Since it was pegged to the dol­lar, which has been ris­ing re­cently in an­tic­i­pa­tion of the U.S. Fed­eral Re­serve Board’s in­crease in in­ter­est rates by Septem­ber, the yuan also rose in value in step with the dol­lar’s rise, mak­ing main­land Chi­nese goods more ex­pen­sive com­pared to re­gional ri­vals, par­tic­u­larly South Korea and Ja­pan.

At the same time, China is un­der pres­sure from the In­ter­na­tional Mon­e­tary Fund (IMF), which has backed China’s move to let its cur­rency float.

China has been urg­ing the mul­ti­lat­eral lend­ing agency to in­clude the yuan in the IMF’s bas­ket of re­serve cur­ren­cies, known as Spe­cial Draw­ing Rights.

The yuan’s in­clu­sion would be a big step in its in­ter­na­tional ac­cep­tance.

Some an­a­lysts have de­scribed the de­pre­ci­a­tion of the yuan as a win-win move for China: It was mak­ing it ap­pear that it was al­low­ing mar­ket forces to de­ter­mine the ex­change value of its cur­rency as pushed by the IMF and, at the same time, was also help­ing main­land Chi­nese ex­porters get more com­pet­i­tive.

On home grounds, no mat­ter what the Philip­pines’ eco­nomic man­agers say to al­lay public fears, the peso will have to weaken along with the other cur­ren­cies in the re­gion in or­der for lo­cal ex­ports to re­main com­pet­i­tive.

If the Bangko Sen­tral ng Pilip­inas will de­fend the peso while al­low­ing the cur­ren­cies of Thai­land, Viet­nam, In­done­sia or Malaysia to fall in value against the U.S. dol­lar, Philip­pine-made prod­ucts will be­come more ex­pen­sive in dol­lar terms com­pared to com­peti­tors in ASEAN.

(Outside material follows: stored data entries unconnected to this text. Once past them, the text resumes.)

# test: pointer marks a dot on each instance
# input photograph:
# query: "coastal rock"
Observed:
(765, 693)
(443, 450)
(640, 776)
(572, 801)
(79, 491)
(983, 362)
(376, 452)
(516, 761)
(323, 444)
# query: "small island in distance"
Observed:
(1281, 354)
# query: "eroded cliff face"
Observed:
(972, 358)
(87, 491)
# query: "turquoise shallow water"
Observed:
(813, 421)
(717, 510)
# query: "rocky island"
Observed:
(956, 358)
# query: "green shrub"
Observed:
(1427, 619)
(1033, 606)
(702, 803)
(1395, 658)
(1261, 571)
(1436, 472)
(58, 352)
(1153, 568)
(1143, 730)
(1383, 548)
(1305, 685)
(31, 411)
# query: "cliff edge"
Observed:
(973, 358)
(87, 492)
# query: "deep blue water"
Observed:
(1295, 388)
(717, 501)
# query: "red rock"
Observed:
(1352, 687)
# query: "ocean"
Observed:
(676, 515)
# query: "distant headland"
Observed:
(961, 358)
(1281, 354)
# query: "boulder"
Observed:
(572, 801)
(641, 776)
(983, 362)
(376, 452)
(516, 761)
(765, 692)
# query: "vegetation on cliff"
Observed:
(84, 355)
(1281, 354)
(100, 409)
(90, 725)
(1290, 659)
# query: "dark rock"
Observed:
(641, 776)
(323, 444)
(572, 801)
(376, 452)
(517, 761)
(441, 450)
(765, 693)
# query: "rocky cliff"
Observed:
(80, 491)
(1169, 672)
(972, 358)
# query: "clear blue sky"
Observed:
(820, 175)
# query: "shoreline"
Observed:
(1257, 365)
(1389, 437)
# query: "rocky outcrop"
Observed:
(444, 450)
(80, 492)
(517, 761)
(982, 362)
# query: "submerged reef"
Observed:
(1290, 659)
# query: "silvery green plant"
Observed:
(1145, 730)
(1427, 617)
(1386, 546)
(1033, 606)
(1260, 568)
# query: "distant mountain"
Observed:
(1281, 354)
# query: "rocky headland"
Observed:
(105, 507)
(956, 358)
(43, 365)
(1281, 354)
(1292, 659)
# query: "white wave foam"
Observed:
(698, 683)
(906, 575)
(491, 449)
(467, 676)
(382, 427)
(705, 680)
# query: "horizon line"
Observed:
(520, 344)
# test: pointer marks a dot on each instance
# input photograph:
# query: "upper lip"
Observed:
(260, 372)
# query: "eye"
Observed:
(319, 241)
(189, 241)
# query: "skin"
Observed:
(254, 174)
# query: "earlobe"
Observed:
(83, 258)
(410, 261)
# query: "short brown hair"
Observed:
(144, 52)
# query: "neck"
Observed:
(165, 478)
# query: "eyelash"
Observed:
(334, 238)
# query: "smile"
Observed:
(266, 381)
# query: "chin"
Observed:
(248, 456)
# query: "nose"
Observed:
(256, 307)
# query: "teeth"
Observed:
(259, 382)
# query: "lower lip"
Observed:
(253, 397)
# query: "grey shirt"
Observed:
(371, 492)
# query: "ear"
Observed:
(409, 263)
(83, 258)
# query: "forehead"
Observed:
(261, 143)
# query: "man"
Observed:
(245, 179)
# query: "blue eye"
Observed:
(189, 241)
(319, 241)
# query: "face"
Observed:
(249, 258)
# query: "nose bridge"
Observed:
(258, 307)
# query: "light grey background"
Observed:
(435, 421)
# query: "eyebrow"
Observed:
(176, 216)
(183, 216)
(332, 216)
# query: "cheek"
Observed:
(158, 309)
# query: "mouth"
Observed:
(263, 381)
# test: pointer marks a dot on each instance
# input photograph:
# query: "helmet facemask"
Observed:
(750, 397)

Mon­e­tary author­i­ties have no choice but to al­low the peso to de­pre­ci­ate to­gether with the yuan.

The peso has joined its peers in the re­gion: The Malaysian ring­git has weak­ened to a 17-year low.

In­done­sia’s ru­piah also fell to its low­est since July 1998. The Sin­ga­pore dol­lar and the New Tai­wan dol­lar like­wise touched five-year lows, and the South Korean won slid near a four-year trough.

One thing go­ing for the Philip­pines is the fact that oil prices have re­mained be­low US$50 a bar­rel, down from more than US$100 a bar­rel last year.

Any im­pact of the cur­rency de­pre­ci­a­tion on pump prices of ga­so­line and other petroleum prod­ucts and trans­porta­tion fares is ex­pected to be very min­i­mal as weak oil prices will off­set the weaker peso’s ef­fect.

Mov­ing for­ward, what will be wor­ri­some is if main­land China’s de­val­u­a­tion of the yuan starts a cur­rency war that many econ­o­mists be­lieve could desta­bi­lize the global econ­omy.

This will hap­pen if the United States and Ja­pan re­tal­i­ate and push the value of the dol­lar and yen lower.

In fact, some an­a­lysts cite a lin­ger­ing worry that main­land China’s move may prod other cen­tral banks to al­low their cur­ren­cies to also weaken in or­der to re­main com­pet­i­tive.

The Philip­pines can only hope that they will not, and can only hold on to the main­land Chi­nese cen­tral bank’s as­sur­ance to global fi­nan­cial mar­kets that it is not em­bark­ing on a steady de­pre­ci­a­tion of the yuan. This is an ed­i­to­rial pub­lished by the Philip­pine Daily In­quirer on Sun­day, Aug. 16.